Narrative Descriptions and the SOHO model: The role of scientists in an ecosystem approach
James J. Kay
© COPYRIGHT 1999
In the post-normal paradigm, the scientist's role in decision making shifts from inferring what will happen, that is making predictions which are the basis of decisions, to providing decisions makers and the community with an appreciation, through narrative descriptions, of how the future might unfold.
These narratives consist of several scenarios of how the ecological (natural and societal) system, described by the SOHO model, might evolve.
These narratives focus on a qualitative/quantitative understanding that describes:
- the human context for the narrative
- the hierarchical nature of the system;
- the attractors which may be accessible to the system;
- how the system behaves in the neighbourhood of each attractor, potentially in terms of a quantitative simulation model;
- the positive and negative feedbacks and autocatalytic loops and associated gradients which organize the system about an attractor;
- what will enable and disable these loops and hence will promote or discourage the system from being in the neighbourhood of an attractor; and
- what is likely to precipitate flips between attractors.

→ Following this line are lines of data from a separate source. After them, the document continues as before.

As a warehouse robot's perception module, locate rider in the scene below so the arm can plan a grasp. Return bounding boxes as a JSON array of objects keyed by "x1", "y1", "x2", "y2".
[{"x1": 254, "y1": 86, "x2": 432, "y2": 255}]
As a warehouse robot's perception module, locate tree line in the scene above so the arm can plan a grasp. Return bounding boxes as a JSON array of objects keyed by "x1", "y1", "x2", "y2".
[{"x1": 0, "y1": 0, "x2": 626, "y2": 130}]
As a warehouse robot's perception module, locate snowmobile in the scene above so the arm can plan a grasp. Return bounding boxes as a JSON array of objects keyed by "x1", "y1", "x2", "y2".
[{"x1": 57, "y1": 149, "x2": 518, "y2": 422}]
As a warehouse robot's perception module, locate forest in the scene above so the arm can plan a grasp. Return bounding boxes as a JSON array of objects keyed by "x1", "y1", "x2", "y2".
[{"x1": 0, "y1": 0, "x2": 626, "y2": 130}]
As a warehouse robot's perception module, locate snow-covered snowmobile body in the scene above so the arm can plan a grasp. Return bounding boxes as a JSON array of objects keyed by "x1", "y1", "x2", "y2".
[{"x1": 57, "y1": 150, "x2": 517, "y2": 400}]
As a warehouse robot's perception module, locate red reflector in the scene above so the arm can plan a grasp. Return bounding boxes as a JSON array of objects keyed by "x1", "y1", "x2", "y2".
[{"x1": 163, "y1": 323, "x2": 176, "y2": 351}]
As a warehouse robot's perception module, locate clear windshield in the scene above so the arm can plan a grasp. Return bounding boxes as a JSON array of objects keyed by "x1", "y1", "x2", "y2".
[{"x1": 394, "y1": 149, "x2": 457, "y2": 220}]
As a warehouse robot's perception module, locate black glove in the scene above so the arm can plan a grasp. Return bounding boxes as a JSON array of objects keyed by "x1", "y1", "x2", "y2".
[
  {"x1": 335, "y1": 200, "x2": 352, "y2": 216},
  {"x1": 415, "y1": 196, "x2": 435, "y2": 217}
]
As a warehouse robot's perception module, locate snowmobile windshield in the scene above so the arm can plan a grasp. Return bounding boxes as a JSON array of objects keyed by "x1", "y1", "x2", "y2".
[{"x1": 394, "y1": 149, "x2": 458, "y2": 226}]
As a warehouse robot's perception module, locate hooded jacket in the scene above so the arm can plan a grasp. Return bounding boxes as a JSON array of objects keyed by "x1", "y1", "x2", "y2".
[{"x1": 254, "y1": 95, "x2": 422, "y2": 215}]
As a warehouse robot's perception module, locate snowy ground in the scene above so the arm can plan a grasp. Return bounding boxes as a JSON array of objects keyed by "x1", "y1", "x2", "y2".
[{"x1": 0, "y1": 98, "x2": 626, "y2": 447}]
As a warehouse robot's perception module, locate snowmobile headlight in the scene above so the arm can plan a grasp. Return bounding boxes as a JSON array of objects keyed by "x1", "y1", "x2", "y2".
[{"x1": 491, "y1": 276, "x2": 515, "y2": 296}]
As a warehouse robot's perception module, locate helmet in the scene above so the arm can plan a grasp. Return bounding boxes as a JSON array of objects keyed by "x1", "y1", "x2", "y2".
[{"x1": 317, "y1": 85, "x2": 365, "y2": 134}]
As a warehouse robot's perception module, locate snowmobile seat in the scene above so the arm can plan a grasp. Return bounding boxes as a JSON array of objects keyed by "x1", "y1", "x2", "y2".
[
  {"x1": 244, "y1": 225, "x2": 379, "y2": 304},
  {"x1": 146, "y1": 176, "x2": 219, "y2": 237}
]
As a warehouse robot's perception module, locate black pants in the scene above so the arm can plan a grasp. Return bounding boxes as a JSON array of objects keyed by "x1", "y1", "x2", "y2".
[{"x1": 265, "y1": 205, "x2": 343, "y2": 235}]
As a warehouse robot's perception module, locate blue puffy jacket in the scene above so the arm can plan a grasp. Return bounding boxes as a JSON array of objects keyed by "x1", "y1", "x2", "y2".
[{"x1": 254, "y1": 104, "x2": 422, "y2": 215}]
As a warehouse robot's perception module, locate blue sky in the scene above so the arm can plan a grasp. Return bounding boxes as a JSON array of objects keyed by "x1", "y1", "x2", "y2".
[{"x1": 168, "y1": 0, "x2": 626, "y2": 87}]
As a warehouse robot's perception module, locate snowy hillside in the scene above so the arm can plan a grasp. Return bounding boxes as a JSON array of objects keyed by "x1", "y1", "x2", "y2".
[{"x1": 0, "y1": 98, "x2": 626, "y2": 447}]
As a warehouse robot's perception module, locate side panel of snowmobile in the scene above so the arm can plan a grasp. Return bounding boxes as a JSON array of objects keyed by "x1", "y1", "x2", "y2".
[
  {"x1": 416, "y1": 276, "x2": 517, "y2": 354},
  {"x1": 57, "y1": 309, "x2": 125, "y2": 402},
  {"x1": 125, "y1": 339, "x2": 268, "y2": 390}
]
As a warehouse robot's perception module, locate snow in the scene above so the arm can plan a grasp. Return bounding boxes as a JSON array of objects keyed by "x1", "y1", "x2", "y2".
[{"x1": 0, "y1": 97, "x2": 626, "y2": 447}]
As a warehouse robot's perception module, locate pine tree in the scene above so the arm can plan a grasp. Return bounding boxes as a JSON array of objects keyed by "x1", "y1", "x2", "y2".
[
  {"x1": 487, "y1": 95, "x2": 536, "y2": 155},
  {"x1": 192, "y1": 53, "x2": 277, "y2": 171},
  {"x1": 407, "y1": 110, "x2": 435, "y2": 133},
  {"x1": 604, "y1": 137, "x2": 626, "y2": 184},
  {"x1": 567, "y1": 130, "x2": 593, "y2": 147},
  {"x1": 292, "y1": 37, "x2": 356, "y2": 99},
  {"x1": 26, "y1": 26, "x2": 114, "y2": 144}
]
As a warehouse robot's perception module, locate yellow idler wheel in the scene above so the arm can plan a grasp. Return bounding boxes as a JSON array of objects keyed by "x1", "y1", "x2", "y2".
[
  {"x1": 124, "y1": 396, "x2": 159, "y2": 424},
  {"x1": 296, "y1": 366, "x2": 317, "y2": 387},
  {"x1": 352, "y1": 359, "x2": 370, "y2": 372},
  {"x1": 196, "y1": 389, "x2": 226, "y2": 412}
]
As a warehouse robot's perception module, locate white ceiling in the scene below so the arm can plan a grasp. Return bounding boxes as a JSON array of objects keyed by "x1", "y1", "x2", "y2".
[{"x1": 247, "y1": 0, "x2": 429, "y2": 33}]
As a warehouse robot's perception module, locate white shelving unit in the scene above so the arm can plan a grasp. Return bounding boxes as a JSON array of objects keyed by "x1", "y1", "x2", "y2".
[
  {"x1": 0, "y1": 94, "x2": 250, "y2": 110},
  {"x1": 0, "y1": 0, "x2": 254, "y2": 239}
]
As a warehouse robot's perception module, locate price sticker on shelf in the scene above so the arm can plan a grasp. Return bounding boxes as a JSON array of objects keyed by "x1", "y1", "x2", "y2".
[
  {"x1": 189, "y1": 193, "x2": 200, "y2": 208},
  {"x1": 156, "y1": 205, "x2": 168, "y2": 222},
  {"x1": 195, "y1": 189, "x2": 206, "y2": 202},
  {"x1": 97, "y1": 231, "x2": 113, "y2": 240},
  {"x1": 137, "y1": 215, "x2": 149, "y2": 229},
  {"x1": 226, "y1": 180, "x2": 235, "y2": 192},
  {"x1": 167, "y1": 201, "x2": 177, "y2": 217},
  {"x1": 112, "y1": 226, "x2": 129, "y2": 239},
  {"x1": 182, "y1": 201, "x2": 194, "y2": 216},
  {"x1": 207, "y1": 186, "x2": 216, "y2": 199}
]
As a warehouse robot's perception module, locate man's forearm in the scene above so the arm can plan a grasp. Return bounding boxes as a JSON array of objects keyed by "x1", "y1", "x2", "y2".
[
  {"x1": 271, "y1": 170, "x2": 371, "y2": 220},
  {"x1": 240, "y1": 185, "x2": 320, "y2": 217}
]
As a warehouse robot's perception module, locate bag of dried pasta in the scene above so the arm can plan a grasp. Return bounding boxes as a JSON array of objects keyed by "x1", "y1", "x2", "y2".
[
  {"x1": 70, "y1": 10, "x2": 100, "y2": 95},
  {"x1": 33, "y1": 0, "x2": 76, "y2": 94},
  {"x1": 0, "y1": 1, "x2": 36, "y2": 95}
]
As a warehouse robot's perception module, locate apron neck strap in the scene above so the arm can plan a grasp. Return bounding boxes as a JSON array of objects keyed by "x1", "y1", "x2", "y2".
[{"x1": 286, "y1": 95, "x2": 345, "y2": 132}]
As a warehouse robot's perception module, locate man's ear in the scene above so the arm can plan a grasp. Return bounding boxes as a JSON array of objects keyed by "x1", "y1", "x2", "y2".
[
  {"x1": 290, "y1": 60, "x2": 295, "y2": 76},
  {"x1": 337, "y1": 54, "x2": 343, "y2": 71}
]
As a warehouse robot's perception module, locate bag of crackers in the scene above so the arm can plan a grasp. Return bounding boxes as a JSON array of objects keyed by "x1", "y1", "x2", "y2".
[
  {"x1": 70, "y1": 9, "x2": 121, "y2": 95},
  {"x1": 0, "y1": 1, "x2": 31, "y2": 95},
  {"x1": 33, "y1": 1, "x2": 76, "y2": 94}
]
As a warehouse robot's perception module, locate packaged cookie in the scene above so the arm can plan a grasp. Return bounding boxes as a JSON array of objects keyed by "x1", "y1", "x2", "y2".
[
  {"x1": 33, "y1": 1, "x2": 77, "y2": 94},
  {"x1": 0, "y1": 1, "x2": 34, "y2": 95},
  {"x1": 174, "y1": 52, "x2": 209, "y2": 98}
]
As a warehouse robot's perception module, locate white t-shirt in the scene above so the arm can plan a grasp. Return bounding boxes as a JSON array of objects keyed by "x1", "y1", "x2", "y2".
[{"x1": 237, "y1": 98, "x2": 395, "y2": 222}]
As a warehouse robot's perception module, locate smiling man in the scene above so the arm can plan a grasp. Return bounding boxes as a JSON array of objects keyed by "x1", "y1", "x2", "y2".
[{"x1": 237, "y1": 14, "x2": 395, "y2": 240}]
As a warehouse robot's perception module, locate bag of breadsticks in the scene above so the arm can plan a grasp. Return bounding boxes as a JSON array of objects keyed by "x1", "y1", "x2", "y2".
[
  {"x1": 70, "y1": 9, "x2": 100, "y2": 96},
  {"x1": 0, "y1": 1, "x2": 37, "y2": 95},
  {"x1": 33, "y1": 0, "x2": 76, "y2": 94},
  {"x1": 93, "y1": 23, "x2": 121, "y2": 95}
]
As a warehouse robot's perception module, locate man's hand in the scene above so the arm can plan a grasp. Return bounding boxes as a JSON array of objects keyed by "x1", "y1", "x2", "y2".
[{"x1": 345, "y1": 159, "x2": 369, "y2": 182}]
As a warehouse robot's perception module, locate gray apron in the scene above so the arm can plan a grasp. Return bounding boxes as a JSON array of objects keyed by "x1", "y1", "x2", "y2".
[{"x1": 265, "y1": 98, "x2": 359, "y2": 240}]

These narratives are in the service of informing decision makers and the community about:
- possible future states of organization of the system;
- understanding of conditions under which these states might occur;
- appropriate schemes for ensuring the ability to adapt to different situations;
- and perhaps most importantly the appropriate level of confidence that the narrative deserves, this is our degree of uncertainty.
Having painted a picture of the possibilities in the future, it remains for scientists to suggest ways of mitigating and adapting to the inevitable surprises, both surprises in the form of unexpected flips to known attractors and those that involve flips to new attractors which correspond to heretofore unknown manifestations of system organization.